When we was purchasing this plant from SEPEQ, it was a complete plant included machine, program and membrame. Today is it only the machine (pump and valves) that works. The plant is stopping every day without any reason and the permeate quality is bad.
In the quotation it said that all equipment carries a 12-month warranty on materials and workmanship. And as I see it, is PLC-programming a kind off workmanship. It also says in the quotation that the membranes carry a three-year pro rate warranty. The membrane that you have been supplying works only a few days, and I don't think that you want to supply us with new mebranes every week.
I don't really understand what you mean with your answer. Is it that SEPEQ have been giving up and that we should send the unit back to Holland for credit or is it that you will take contact with another membrane supplier and send new membrane up to us.
Then I write in my mail to you that "I want you to recommend another membrane supplier, who has more experience of producing membranes"; it's not only a name that I want. What I want, is new membrane from another membrane supplier who know what they are doing.

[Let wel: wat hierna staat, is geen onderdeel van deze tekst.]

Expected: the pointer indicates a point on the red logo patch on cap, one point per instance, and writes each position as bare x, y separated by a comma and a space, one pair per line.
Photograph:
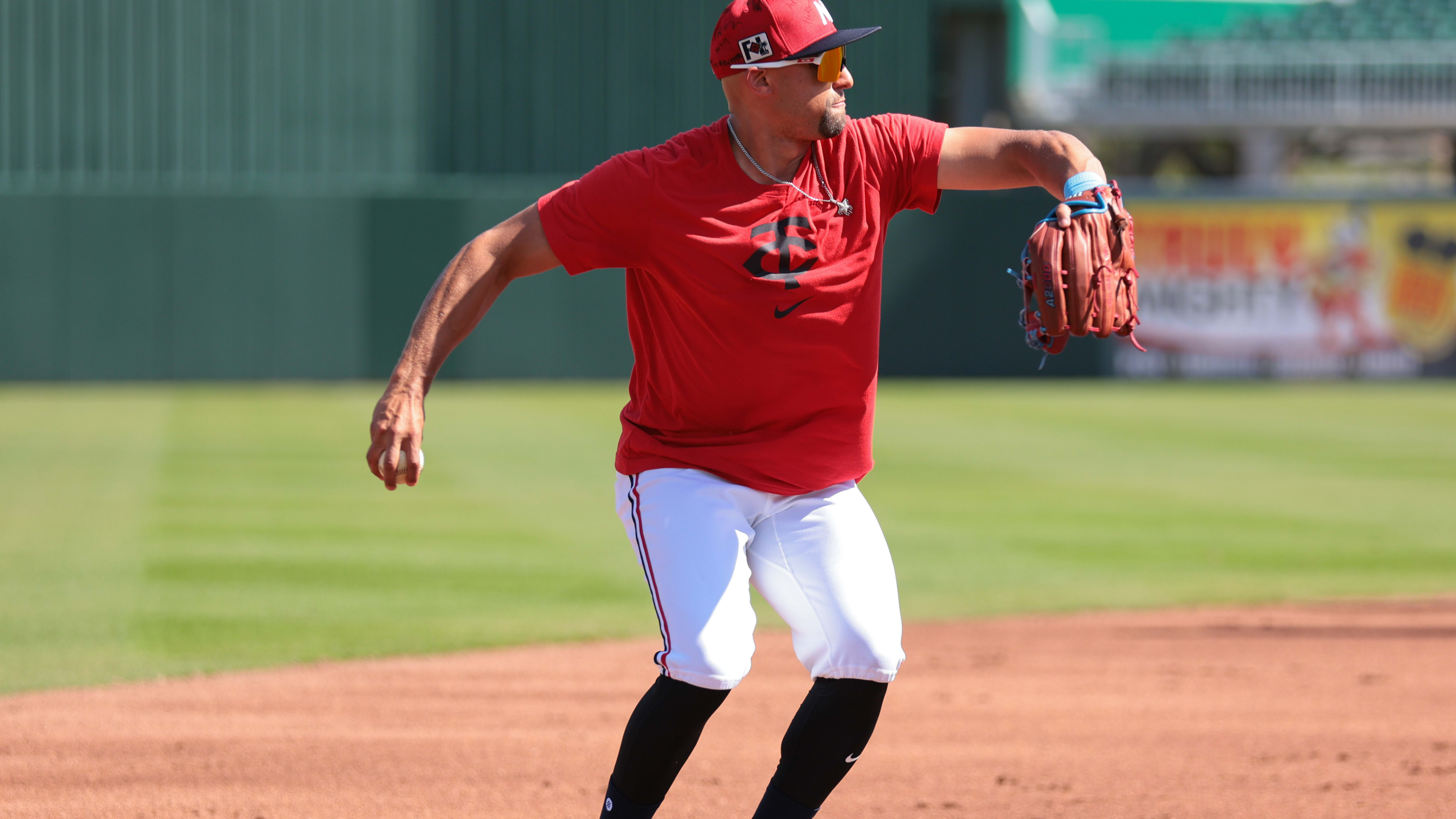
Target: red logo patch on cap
784, 28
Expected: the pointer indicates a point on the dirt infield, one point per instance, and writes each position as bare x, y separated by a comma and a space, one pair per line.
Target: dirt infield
1317, 712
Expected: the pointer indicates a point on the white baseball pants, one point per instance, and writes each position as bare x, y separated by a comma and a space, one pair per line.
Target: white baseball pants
819, 559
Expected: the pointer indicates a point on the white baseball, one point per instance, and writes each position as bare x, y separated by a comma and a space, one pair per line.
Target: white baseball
404, 464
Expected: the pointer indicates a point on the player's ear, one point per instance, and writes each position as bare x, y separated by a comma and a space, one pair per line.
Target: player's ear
758, 82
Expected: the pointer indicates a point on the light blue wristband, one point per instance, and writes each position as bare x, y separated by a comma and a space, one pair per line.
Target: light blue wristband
1083, 183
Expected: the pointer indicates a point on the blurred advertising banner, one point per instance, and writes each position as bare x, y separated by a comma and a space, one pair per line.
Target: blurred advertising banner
1282, 288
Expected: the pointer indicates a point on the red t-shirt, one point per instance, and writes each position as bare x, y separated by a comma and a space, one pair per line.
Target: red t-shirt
753, 312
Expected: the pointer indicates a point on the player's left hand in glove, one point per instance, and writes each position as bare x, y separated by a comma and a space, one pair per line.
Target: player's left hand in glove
1079, 279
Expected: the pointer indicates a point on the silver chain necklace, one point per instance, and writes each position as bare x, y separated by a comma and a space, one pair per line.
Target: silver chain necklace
845, 209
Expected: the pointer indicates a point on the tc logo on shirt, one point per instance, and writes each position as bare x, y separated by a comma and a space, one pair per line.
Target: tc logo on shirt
779, 244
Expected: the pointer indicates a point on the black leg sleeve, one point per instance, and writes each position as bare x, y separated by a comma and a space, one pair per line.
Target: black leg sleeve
660, 737
822, 745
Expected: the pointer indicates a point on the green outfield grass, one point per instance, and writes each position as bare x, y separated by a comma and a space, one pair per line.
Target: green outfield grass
171, 529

If I don't get a quick answer on this message, I don't have any other possibility then leaving this case to the general manager of Vattenkvalité AB. She will contact our lawyers and we have to solve the problems in court.
1.13 Op 19 maart 2001 schreef [Y] [X] een, per fax verzonden, brief met de volgende inhoud:
Since I haven't received any answer on my last mail (and fax) that I sent to you the 14 of Mrch, we have taking the conclusion that Sepeq have given up and that we should return the filter to Holand. So my question now is how we solve the return, and to which adress we should return the filter.
We have done a pilot test with ceramic membrane on BIM Kemi with very good results and we will place an order on this plant tomorrow at 12 o clock.
So if you have any comment about the return of the membrane I need it before I place the new order.
I feel sorry about the situation that we are in right now, but I don't have any choice. I was placing the order on the MF the 15th February year 2000. After more then one year after the order date (370 days to be strict) the plant have not been running without problem for more then one day. As you understand my costumer and we cannot accept this.
1.14 Op 26 april 2001 hebben de Zweedse advocaten van Vattenkvalité Sepeq in een brief meegedeeld dat Vattenkvalité de overeenkomst tussen partijen ontbonden achtte en hebben zij namens Vattenkvalité aanspraak gemaakt op terugbetaling van de door Vattenkvalité betaalde koopsom -Vattenkvalité had 95% van de koopsom voldaan- ,op schadevergoeding en op rente, in totaal een bedrag van SEK 1.982.037, welk bedrag uiterlijk op 3 mei 2001 betaald diende te zijn. SepeQ heeft geen gehoor gegeven aan deze sommatie.
1.15 Vattenkvalité heeft de membraaninstallatie gedemonteerd en vervangen door een installatie van een ander bedrijf. Zij houdt de gedemonteerde installatie voor Sepeq beschikbaar.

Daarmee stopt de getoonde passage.